Change Management Is a Vital Capability for TD Professionals

Change can be exciting, but with most change initiatives, it usually brings a lot of unease. According to industry research, 70 percent of all change initiatives fail.

Communicating openly and honestly with employees and encouraging questions, commitment, and help is critical for the success of organizational change initiatives. According to Capabilities for Talent Development, “TD professionals are well positioned to facilitate change because they connect people, process, and work.”


Change management is one of the 23 capabilities in the Talent Development Capability Model and is part of the Impacting Organizational Capability domain.

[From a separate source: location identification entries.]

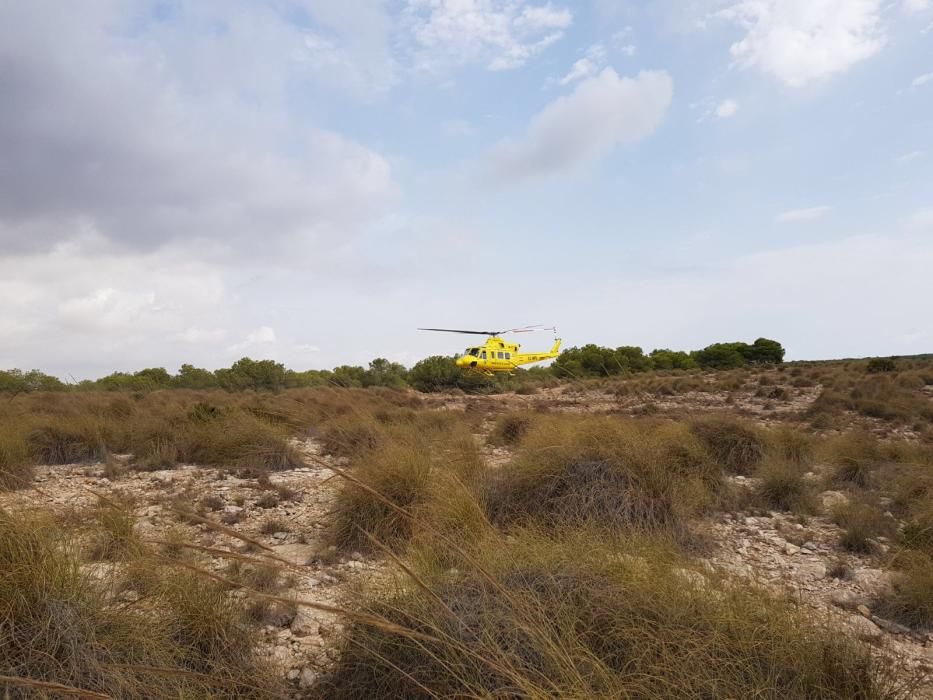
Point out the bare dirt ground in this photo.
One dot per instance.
(776, 550)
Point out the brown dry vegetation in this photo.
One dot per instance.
(543, 544)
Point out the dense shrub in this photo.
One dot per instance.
(737, 446)
(611, 474)
(782, 486)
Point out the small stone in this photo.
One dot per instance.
(889, 626)
(306, 678)
(833, 499)
(863, 627)
(303, 624)
(845, 599)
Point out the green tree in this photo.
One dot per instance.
(348, 376)
(381, 372)
(154, 376)
(671, 359)
(630, 358)
(763, 351)
(252, 374)
(191, 377)
(440, 373)
(720, 356)
(17, 381)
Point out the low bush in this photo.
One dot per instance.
(861, 523)
(510, 429)
(910, 598)
(114, 537)
(736, 445)
(400, 475)
(436, 482)
(614, 474)
(67, 440)
(791, 444)
(16, 463)
(352, 436)
(575, 618)
(854, 457)
(782, 486)
(60, 626)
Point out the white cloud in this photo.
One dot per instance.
(727, 108)
(808, 214)
(260, 342)
(200, 336)
(587, 66)
(582, 68)
(125, 150)
(799, 41)
(601, 113)
(503, 34)
(907, 157)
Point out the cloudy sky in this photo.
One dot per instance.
(310, 180)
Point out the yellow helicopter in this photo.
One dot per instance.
(496, 356)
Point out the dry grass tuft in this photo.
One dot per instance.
(510, 428)
(575, 618)
(854, 457)
(737, 446)
(608, 473)
(782, 486)
(16, 464)
(861, 523)
(60, 626)
(910, 599)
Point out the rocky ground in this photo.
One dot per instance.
(299, 640)
(800, 557)
(804, 560)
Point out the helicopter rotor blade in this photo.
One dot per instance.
(454, 330)
(523, 329)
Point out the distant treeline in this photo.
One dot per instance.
(430, 374)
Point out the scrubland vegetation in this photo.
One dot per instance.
(558, 541)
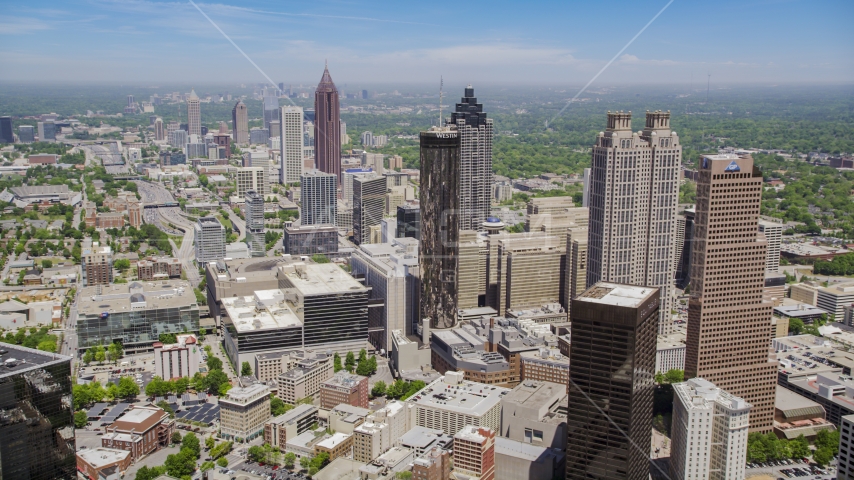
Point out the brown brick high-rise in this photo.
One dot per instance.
(327, 127)
(729, 324)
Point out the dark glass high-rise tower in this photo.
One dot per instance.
(609, 420)
(475, 170)
(440, 204)
(6, 135)
(36, 418)
(327, 127)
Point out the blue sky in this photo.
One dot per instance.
(549, 42)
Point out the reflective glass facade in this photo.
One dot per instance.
(136, 328)
(36, 418)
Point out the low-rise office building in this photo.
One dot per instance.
(545, 365)
(344, 387)
(379, 432)
(259, 323)
(474, 452)
(709, 431)
(279, 429)
(305, 378)
(311, 239)
(345, 418)
(140, 431)
(534, 412)
(176, 360)
(795, 415)
(244, 411)
(450, 403)
(93, 462)
(338, 445)
(136, 313)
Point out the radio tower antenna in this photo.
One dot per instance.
(441, 84)
(708, 83)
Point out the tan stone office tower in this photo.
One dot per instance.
(240, 123)
(633, 195)
(612, 358)
(729, 324)
(194, 114)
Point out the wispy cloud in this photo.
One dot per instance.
(22, 25)
(634, 60)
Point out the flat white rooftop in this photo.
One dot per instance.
(266, 310)
(322, 279)
(138, 415)
(99, 457)
(615, 294)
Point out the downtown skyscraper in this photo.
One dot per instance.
(729, 323)
(327, 127)
(240, 123)
(475, 169)
(633, 195)
(440, 225)
(194, 114)
(292, 143)
(611, 382)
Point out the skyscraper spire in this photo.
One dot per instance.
(327, 126)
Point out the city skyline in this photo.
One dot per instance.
(417, 40)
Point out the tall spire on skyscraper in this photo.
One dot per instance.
(327, 126)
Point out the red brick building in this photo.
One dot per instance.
(346, 388)
(91, 462)
(158, 268)
(474, 452)
(140, 431)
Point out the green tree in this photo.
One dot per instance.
(180, 464)
(191, 442)
(167, 408)
(215, 380)
(149, 473)
(116, 351)
(256, 453)
(113, 392)
(799, 447)
(80, 419)
(674, 376)
(278, 406)
(796, 326)
(100, 354)
(350, 361)
(128, 388)
(823, 456)
(336, 362)
(379, 389)
(214, 363)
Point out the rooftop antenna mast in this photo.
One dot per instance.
(441, 84)
(708, 82)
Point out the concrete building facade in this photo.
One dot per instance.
(729, 256)
(633, 197)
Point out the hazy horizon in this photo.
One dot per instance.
(539, 44)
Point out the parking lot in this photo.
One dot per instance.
(791, 469)
(266, 470)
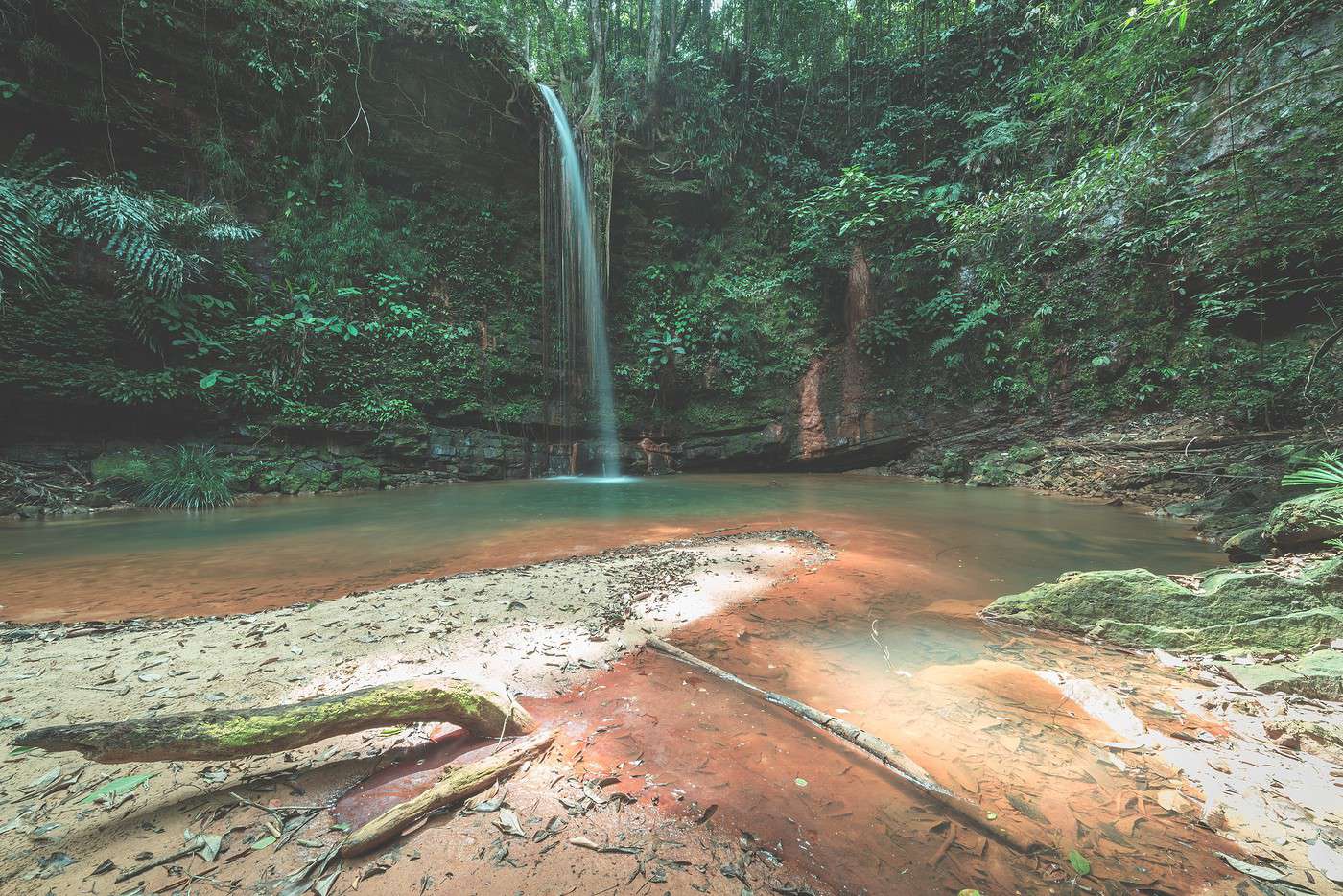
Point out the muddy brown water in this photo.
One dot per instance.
(884, 636)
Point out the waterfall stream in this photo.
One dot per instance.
(577, 244)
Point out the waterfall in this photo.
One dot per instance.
(577, 246)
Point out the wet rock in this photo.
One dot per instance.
(97, 500)
(360, 475)
(1327, 574)
(1306, 734)
(1248, 544)
(953, 465)
(990, 472)
(1259, 611)
(1306, 520)
(1316, 674)
(1029, 453)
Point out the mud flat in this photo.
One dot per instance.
(80, 826)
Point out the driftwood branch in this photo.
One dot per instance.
(459, 782)
(215, 735)
(907, 770)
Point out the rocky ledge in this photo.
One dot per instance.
(1252, 610)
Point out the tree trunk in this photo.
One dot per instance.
(653, 67)
(906, 768)
(597, 36)
(459, 784)
(214, 735)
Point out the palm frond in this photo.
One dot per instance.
(1325, 475)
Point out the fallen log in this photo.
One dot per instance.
(214, 735)
(459, 781)
(907, 770)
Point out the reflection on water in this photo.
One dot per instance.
(884, 636)
(271, 551)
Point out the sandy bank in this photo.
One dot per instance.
(541, 629)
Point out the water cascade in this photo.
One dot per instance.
(579, 284)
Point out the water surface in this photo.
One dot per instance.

“Change management uses structured approaches to shift individuals, teams, and organizations from a current state to a future state,” says Capabilities for Talent Development. “Once initiated, change follows its own nonlinear path in response to uncertainties, reactions, and guidance from those involved. There are tools, resources, processes, skills, and principles for managing the people side of change that practitioners should understand and implement to achieve preferred outcomes. Research shows that most companies don’t manage change well, which makes capability in this area a differentiator for TD professionals.”

A TD professional with capability in this area will need knowledge of:

  • How change impacts people and organizations

  • Change management theories and models (for example, Lewin, Kotter, Bridges’ transition model, Kubler-Ross change curve, and appreciative inquiry)

An effective TD professional will need to be skilled at:

  • Assessing risk, resistance, and consequences to define a change-management approach

  • Designing and implementing an organizational change strategy

“Change is so constant and dominant that I now hear from people who say their companies cannot keep up with the pace of change, and their employees seem to be suffering. A 2019 Center for Creative Leadership study found that change fatigue is one of the top two challenges leaders face, and other surveys have found that change initiatives flounder because companies lack the skills to sustain change over time,” Cy Wakeman wrote in a March 2020 TD magazine article.


According to the 2018 ATD research report Change Enablement: Skills for Addressing Change, 92 percent of organizations have experienced change in the past three years. Forces such as automation, globalization, and the need to upskill and reskill employees are influencing the workforce and accelerating the rate of change.

“Leaders underestimate the complexity of change when they do not take the time to understand the scope of the change, the stakeholders, and their environment,” Jennifer Stanford wrote in a November 2016 TD at Work issue. “If we fail to understand the impact of change from a systems perspective, challenges will come up and become roadblocks.”

Trust plays a huge role in the success of a change initiative. As Stanford notes, “Studies over the past few years have emphasized the important role that trust plays in organizational success. The best-laid change management plans struggle if trust is not present.”

Individuals give many reasons for resisting change, AJ Schuler writes in Overcoming Resistance to Change: Top Ten Reasons for Change Resistance. Some of those reasons include that people:

  • Think the risk of change is greater than the risk of standing still.

  • Fear they lack the competence to change.

  • Fear hidden agendas among those driving change.

  • Feel the proposed change threatens their personal level of confidence.

  • Fear a loss of status or quality of life.

  • Believe that the proposed change is a bad idea.

“The root of resistance is often a lack of understanding what change is needed and why. Educating individuals can jump­start their understanding of the need for change,” George Vukotich writes in 10 Steps to Successful Change Management. “Showing them the anticipated positive impacts of change and the probable consequences of not changing can further drive the point home.”